In his July Budget, George Osborne fell in line with the report. He announced that tuition fees would be allowed to rise in line with inflation in order that universities remain “one of the jewels in the crown of the British economy.”

To the casual onlooker, the line of thought seems entirely logical. The consensus view is that to compete in a global knowledge economy, we need more people with a university education.

Unfortunately, the reality is that HE was the last part of the education sector that should have been assured further funding.

The Edge Foundation has looked at the accounts of 20 universities. The average rise in income between 2012/13 and 2013/14 was 6 per cent with some, such as Manchester and Sussex, gaining as much as 8 per cent. This is not to mention the rise in the value of tangible assets held by universities following a huge campus construction boom. The universities are in ruder health than they have been for a long time – and the budget secured this position for the foreseeable future.

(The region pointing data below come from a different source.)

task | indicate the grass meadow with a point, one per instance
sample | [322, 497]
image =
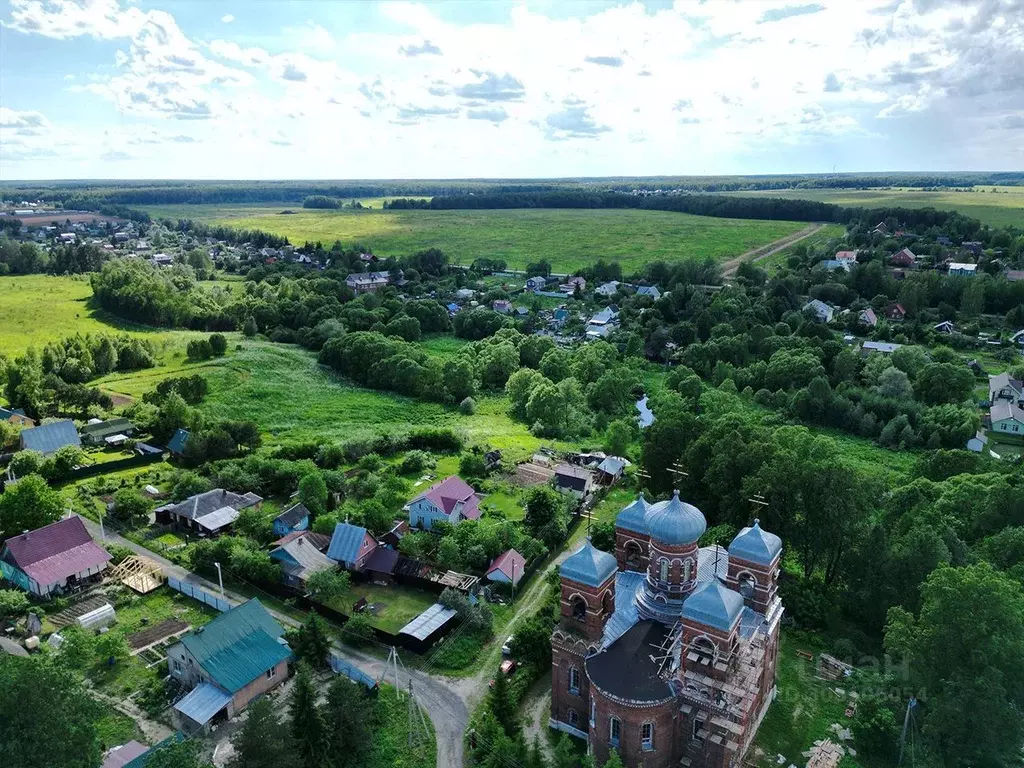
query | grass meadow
[998, 206]
[568, 239]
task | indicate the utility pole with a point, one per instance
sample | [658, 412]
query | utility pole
[220, 580]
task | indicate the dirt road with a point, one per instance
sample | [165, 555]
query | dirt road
[729, 267]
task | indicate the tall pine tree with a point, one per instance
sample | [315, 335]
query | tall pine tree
[308, 727]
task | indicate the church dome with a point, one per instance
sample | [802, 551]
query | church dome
[714, 605]
[756, 545]
[588, 565]
[675, 521]
[632, 517]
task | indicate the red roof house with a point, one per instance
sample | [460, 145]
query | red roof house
[453, 500]
[507, 567]
[895, 311]
[53, 558]
[903, 258]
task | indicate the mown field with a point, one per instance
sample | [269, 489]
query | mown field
[38, 308]
[568, 239]
[998, 206]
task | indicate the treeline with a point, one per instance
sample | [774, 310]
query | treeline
[90, 194]
[700, 205]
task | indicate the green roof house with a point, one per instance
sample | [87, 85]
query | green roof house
[240, 655]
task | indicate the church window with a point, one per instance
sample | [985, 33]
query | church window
[647, 736]
[614, 731]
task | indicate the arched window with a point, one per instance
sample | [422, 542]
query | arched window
[579, 608]
[608, 602]
[633, 554]
[614, 731]
[748, 585]
[647, 736]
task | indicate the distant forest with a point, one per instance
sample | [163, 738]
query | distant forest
[92, 195]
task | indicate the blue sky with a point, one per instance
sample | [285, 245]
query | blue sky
[118, 89]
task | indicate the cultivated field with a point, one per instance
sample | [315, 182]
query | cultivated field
[997, 206]
[568, 239]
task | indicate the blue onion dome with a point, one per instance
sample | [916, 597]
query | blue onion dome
[631, 517]
[714, 605]
[675, 521]
[589, 565]
[756, 545]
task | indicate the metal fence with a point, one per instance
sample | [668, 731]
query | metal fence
[341, 667]
[198, 593]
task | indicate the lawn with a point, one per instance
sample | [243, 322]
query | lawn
[389, 607]
[568, 239]
[39, 308]
[998, 206]
[804, 709]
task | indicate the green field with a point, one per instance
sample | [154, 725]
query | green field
[39, 308]
[569, 239]
[1003, 207]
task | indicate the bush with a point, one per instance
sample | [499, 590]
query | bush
[218, 344]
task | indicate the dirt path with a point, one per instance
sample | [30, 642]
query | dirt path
[729, 267]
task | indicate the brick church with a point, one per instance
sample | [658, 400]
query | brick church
[666, 651]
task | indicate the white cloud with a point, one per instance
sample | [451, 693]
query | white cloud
[643, 85]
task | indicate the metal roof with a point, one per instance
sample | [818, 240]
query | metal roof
[48, 437]
[203, 702]
[177, 443]
[346, 542]
[239, 645]
[588, 565]
[428, 622]
[714, 605]
[756, 545]
[631, 517]
[675, 521]
[218, 518]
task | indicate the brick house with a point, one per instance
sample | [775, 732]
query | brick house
[669, 660]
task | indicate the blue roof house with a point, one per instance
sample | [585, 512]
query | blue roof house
[293, 518]
[351, 546]
[50, 437]
[238, 656]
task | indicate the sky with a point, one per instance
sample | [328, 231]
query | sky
[540, 88]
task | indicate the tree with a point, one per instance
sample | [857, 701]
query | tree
[502, 705]
[312, 493]
[943, 382]
[263, 740]
[312, 645]
[965, 649]
[896, 384]
[13, 603]
[349, 718]
[131, 507]
[28, 505]
[329, 585]
[58, 729]
[218, 344]
[199, 349]
[308, 728]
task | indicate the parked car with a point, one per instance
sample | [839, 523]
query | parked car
[507, 669]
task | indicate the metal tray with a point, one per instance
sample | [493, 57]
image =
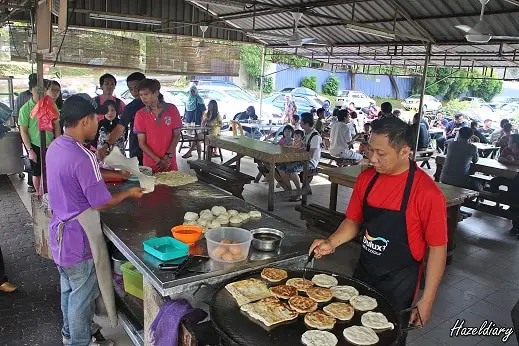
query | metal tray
[237, 328]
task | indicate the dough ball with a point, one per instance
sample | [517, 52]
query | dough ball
[235, 250]
[256, 215]
[227, 256]
[235, 221]
[214, 224]
[190, 216]
[244, 216]
[222, 220]
[232, 212]
[217, 210]
[238, 256]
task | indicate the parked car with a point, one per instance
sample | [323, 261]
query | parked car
[508, 110]
[303, 103]
[358, 98]
[232, 101]
[304, 92]
[431, 104]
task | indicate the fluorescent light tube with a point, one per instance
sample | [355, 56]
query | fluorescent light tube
[134, 20]
[370, 31]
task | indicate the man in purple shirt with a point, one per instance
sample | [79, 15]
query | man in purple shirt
[75, 185]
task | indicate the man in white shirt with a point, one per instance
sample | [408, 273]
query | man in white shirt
[340, 138]
[312, 139]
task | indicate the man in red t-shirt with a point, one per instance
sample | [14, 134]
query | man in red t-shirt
[401, 212]
[157, 126]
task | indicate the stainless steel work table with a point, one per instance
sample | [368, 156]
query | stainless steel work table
[135, 221]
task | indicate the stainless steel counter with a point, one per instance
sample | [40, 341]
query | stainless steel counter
[135, 221]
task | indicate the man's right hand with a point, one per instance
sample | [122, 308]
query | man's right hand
[32, 155]
[322, 247]
[135, 192]
[102, 152]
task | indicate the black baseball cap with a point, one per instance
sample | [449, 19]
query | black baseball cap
[78, 106]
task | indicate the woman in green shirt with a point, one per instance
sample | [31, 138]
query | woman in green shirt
[30, 131]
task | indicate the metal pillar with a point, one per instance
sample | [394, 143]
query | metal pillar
[262, 79]
[422, 93]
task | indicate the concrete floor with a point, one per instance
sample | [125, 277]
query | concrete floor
[481, 284]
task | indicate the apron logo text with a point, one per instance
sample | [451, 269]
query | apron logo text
[368, 243]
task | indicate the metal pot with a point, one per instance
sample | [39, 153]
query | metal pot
[266, 239]
[118, 260]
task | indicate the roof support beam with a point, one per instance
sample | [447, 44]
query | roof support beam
[449, 16]
[411, 21]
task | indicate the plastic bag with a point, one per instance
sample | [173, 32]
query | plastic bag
[46, 112]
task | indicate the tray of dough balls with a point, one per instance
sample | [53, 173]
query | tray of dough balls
[276, 306]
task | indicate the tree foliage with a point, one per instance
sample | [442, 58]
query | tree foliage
[290, 60]
[331, 87]
[250, 56]
[310, 83]
[451, 84]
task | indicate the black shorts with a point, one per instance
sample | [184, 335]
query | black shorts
[36, 166]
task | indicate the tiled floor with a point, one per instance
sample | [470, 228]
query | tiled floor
[481, 284]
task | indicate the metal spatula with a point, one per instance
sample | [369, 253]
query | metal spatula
[310, 258]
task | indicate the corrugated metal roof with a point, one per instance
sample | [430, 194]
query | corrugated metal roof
[235, 20]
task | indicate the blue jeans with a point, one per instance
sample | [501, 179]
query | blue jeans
[79, 290]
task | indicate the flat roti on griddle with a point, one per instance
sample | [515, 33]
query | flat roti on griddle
[319, 320]
[319, 294]
[300, 283]
[302, 304]
[376, 321]
[270, 311]
[247, 291]
[360, 335]
[325, 280]
[274, 274]
[344, 292]
[318, 338]
[341, 311]
[363, 303]
[283, 291]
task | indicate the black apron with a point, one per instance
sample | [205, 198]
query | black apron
[386, 262]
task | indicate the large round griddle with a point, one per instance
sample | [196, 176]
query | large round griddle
[237, 328]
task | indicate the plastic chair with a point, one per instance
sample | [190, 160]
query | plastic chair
[235, 125]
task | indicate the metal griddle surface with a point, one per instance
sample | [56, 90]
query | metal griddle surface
[238, 328]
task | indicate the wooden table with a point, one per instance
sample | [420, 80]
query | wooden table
[484, 165]
[454, 196]
[195, 138]
[486, 150]
[267, 152]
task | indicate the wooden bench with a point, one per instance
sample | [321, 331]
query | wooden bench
[424, 156]
[325, 154]
[320, 219]
[493, 203]
[224, 177]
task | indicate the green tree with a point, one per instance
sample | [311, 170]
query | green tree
[331, 87]
[310, 83]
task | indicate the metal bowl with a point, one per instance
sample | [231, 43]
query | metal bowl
[266, 239]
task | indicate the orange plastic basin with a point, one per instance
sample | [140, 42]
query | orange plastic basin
[188, 234]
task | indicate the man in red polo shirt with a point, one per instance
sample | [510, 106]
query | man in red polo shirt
[157, 126]
[401, 212]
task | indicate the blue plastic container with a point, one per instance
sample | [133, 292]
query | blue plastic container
[166, 248]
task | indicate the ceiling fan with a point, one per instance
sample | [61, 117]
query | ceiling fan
[295, 40]
[481, 33]
[202, 45]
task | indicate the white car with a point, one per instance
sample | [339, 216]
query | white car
[358, 98]
[430, 103]
[232, 101]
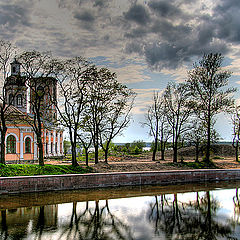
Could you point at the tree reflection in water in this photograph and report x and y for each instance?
(192, 220)
(95, 223)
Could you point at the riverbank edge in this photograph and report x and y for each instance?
(28, 184)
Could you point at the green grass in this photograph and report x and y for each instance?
(11, 170)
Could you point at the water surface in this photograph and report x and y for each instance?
(200, 211)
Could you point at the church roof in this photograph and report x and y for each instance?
(13, 114)
(15, 80)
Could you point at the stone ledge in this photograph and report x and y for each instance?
(23, 184)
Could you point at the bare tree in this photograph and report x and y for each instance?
(176, 97)
(156, 121)
(72, 79)
(37, 72)
(236, 130)
(7, 51)
(117, 117)
(109, 105)
(207, 84)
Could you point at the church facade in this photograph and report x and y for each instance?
(20, 141)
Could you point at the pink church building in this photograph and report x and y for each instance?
(20, 141)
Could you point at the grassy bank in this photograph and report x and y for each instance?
(11, 170)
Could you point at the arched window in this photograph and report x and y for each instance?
(46, 147)
(28, 145)
(11, 144)
(11, 99)
(19, 99)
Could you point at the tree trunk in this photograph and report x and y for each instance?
(236, 150)
(106, 152)
(175, 153)
(162, 154)
(86, 155)
(74, 155)
(96, 153)
(106, 155)
(40, 151)
(197, 152)
(3, 147)
(208, 138)
(155, 150)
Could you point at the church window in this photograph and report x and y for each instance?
(19, 100)
(11, 99)
(46, 147)
(28, 145)
(11, 144)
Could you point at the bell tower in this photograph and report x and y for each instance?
(15, 68)
(15, 87)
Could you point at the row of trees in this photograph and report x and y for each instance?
(91, 104)
(187, 111)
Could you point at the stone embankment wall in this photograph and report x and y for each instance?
(101, 180)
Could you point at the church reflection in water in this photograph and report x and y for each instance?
(151, 212)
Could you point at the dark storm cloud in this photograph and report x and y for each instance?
(85, 16)
(14, 15)
(164, 9)
(176, 37)
(137, 33)
(170, 32)
(226, 19)
(138, 14)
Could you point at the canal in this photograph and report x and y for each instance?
(190, 211)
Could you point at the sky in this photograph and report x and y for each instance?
(146, 42)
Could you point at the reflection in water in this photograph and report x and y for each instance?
(195, 219)
(207, 214)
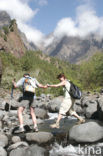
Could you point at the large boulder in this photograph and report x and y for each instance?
(87, 132)
(34, 150)
(0, 70)
(90, 109)
(18, 144)
(41, 113)
(40, 137)
(2, 151)
(3, 140)
(54, 105)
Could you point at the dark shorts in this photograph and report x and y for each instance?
(27, 100)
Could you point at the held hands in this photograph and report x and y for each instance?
(46, 86)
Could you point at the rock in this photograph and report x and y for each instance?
(78, 109)
(41, 113)
(43, 96)
(2, 103)
(0, 124)
(34, 150)
(0, 70)
(3, 140)
(39, 121)
(1, 114)
(90, 109)
(2, 151)
(18, 144)
(16, 139)
(54, 105)
(87, 132)
(40, 137)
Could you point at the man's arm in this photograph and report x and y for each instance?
(56, 85)
(19, 83)
(42, 86)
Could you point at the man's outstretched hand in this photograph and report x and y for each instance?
(45, 87)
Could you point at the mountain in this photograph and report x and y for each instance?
(4, 19)
(74, 49)
(28, 45)
(11, 38)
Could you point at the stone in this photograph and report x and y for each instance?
(54, 105)
(3, 140)
(34, 150)
(16, 139)
(87, 132)
(18, 144)
(2, 151)
(41, 113)
(40, 137)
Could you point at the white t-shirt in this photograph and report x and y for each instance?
(67, 89)
(34, 82)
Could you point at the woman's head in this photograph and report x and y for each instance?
(61, 77)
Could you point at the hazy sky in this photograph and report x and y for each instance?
(37, 18)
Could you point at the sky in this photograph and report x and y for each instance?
(38, 18)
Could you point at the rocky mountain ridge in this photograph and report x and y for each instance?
(11, 38)
(75, 49)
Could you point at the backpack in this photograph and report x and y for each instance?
(75, 92)
(28, 87)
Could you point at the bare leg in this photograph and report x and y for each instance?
(20, 116)
(59, 118)
(81, 120)
(56, 125)
(33, 116)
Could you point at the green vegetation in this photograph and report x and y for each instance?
(11, 27)
(6, 30)
(5, 37)
(88, 75)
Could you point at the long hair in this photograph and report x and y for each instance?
(61, 75)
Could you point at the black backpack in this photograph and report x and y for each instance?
(74, 92)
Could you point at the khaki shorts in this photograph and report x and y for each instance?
(67, 106)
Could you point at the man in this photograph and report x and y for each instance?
(67, 104)
(27, 98)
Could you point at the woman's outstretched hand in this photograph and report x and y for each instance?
(45, 86)
(48, 85)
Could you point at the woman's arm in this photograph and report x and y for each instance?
(57, 85)
(42, 86)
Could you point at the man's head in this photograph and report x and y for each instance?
(61, 77)
(26, 75)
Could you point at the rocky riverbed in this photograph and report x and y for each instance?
(69, 140)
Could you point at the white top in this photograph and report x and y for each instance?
(34, 82)
(67, 89)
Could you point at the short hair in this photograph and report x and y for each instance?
(26, 74)
(61, 75)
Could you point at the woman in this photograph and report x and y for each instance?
(67, 104)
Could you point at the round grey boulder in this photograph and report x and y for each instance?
(41, 113)
(16, 139)
(3, 140)
(34, 150)
(2, 151)
(87, 132)
(54, 105)
(40, 137)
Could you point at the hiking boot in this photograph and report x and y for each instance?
(81, 121)
(36, 129)
(55, 125)
(20, 130)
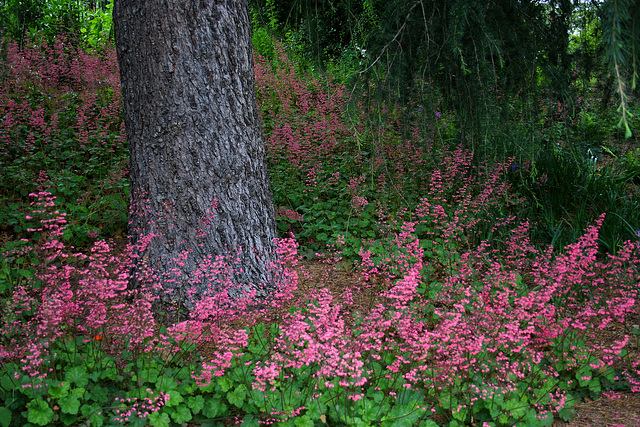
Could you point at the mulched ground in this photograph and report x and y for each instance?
(623, 411)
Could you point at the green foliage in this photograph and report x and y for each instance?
(54, 17)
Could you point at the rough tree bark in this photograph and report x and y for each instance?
(195, 139)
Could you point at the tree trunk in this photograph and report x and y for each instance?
(199, 184)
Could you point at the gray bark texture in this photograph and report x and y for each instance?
(195, 139)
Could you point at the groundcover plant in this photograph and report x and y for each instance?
(453, 318)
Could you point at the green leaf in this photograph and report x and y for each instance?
(69, 404)
(68, 419)
(59, 390)
(182, 415)
(40, 413)
(166, 383)
(7, 383)
(251, 421)
(156, 419)
(92, 412)
(224, 383)
(77, 375)
(196, 403)
(175, 398)
(304, 421)
(212, 407)
(5, 416)
(237, 396)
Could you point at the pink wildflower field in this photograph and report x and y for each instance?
(452, 314)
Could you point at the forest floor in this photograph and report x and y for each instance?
(622, 411)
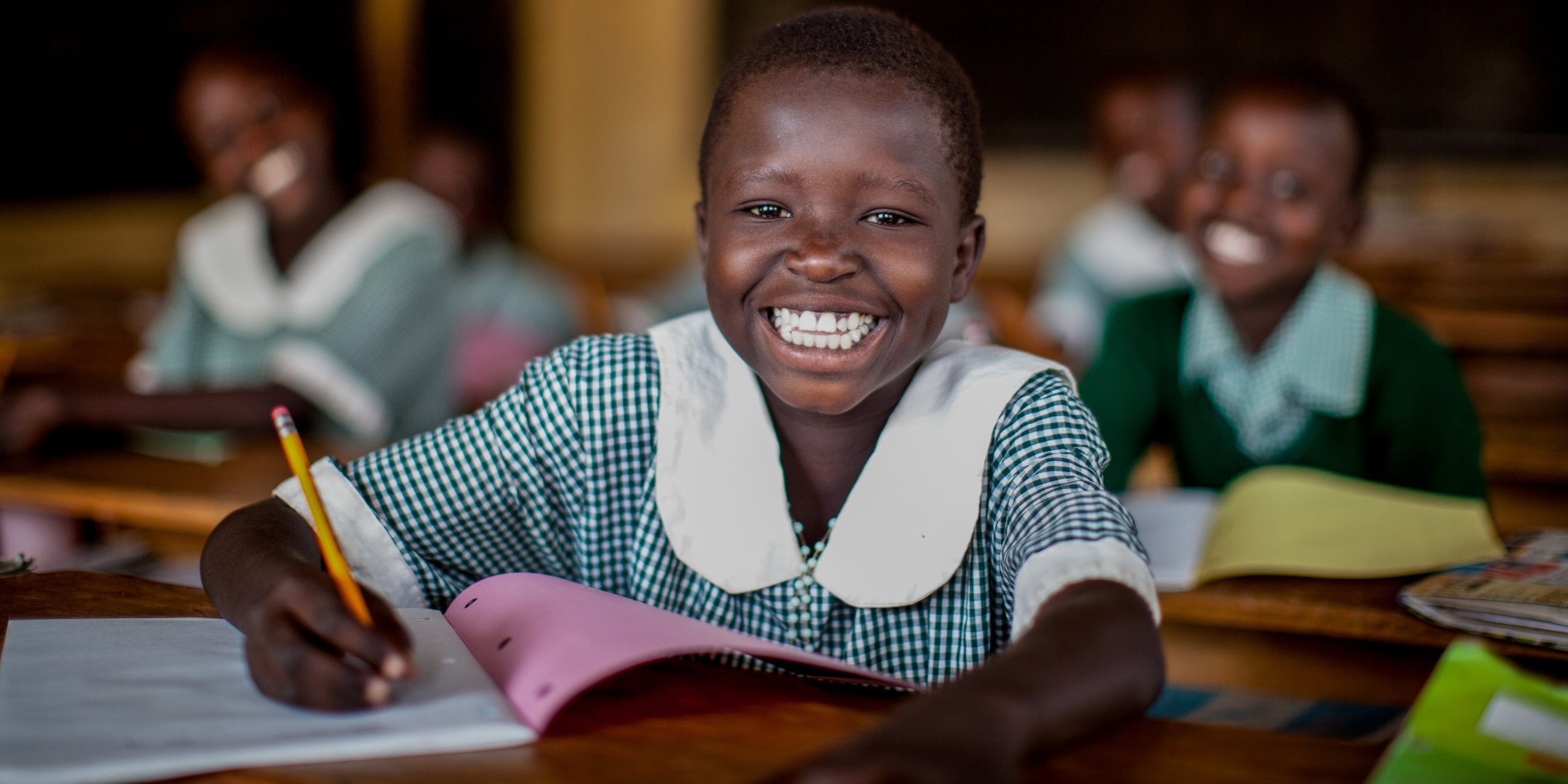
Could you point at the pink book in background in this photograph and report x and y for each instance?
(545, 640)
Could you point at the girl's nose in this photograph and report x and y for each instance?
(822, 259)
(1242, 198)
(254, 142)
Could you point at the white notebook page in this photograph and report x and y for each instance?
(140, 698)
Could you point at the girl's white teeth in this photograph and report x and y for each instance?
(1234, 245)
(806, 328)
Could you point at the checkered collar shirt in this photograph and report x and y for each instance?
(1316, 361)
(560, 477)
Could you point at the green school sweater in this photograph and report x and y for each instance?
(1417, 427)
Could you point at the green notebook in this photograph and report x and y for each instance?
(1288, 519)
(1481, 722)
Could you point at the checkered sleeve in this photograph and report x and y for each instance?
(488, 493)
(1054, 523)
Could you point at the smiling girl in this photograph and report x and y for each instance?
(1279, 355)
(797, 463)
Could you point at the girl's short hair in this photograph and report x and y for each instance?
(868, 43)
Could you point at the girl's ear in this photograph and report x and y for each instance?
(971, 244)
(1349, 226)
(701, 236)
(701, 229)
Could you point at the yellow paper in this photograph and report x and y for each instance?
(1286, 519)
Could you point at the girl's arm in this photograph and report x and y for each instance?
(33, 413)
(264, 574)
(1090, 659)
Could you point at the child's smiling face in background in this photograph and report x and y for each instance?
(833, 194)
(251, 134)
(1272, 195)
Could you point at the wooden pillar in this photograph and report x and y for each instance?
(390, 54)
(612, 103)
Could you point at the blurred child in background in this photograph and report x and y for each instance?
(510, 306)
(1145, 129)
(1279, 355)
(289, 289)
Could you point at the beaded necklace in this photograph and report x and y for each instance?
(801, 629)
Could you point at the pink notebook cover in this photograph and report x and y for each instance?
(545, 640)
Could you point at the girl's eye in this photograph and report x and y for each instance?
(769, 210)
(1285, 186)
(1216, 166)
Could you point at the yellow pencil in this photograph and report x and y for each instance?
(336, 566)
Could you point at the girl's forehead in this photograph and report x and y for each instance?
(1318, 135)
(830, 116)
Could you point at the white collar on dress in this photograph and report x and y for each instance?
(905, 526)
(226, 261)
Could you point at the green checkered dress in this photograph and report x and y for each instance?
(557, 477)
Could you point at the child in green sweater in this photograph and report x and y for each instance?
(1279, 356)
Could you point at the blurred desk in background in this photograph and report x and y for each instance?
(689, 722)
(124, 488)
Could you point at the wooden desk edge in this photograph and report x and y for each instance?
(170, 511)
(1376, 625)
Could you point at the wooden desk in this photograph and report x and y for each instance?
(126, 488)
(1307, 605)
(686, 722)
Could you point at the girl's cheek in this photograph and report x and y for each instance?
(225, 174)
(1300, 228)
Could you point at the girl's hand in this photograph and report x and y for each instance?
(303, 646)
(935, 739)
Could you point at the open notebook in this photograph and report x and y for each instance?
(131, 700)
(1288, 519)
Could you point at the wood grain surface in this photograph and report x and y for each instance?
(126, 488)
(691, 722)
(1341, 609)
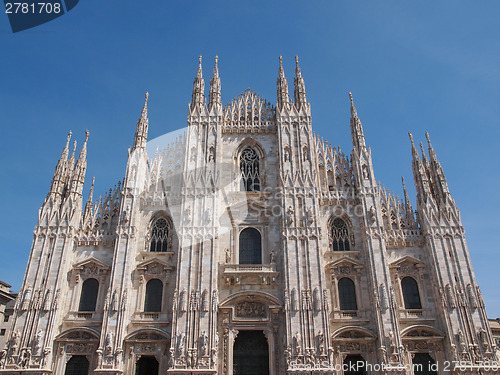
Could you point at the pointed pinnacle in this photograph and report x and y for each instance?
(297, 68)
(64, 154)
(281, 71)
(354, 113)
(216, 67)
(199, 74)
(91, 193)
(144, 112)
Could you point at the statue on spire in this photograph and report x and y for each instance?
(299, 92)
(198, 97)
(357, 134)
(215, 88)
(283, 96)
(141, 131)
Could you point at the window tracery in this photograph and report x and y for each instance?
(340, 235)
(250, 169)
(160, 237)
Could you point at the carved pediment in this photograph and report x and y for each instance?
(91, 266)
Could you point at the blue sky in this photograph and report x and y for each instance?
(411, 66)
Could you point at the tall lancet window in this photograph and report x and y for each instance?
(160, 232)
(250, 170)
(340, 235)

This comes at a time when it is becoming clear that universities are quite simply not producing the results we need for both the economy or for graduates themselves. According to data published by the Higher Education Careers Services Unit, only one in four of last year’s law graduates had jobs as legal, social and welfare professionals six months after graduation. More than one in three graduates of sociology, English, media studies and psychology were working in shops, bars, restaurants or a clerical job. 

Yet despite the oversupply of graduates overall, a recent survey by the Association of Graduate Recruiters found that two-thirds of companies have unfilled graduate roles, with a third claiming that graduates lacked the skills required. Shortages of graduates in science, technology, engineering and maths (Stem) are choking industry, with an estimated annual shortfall of 40,000 people for jobs that require Stem degrees. 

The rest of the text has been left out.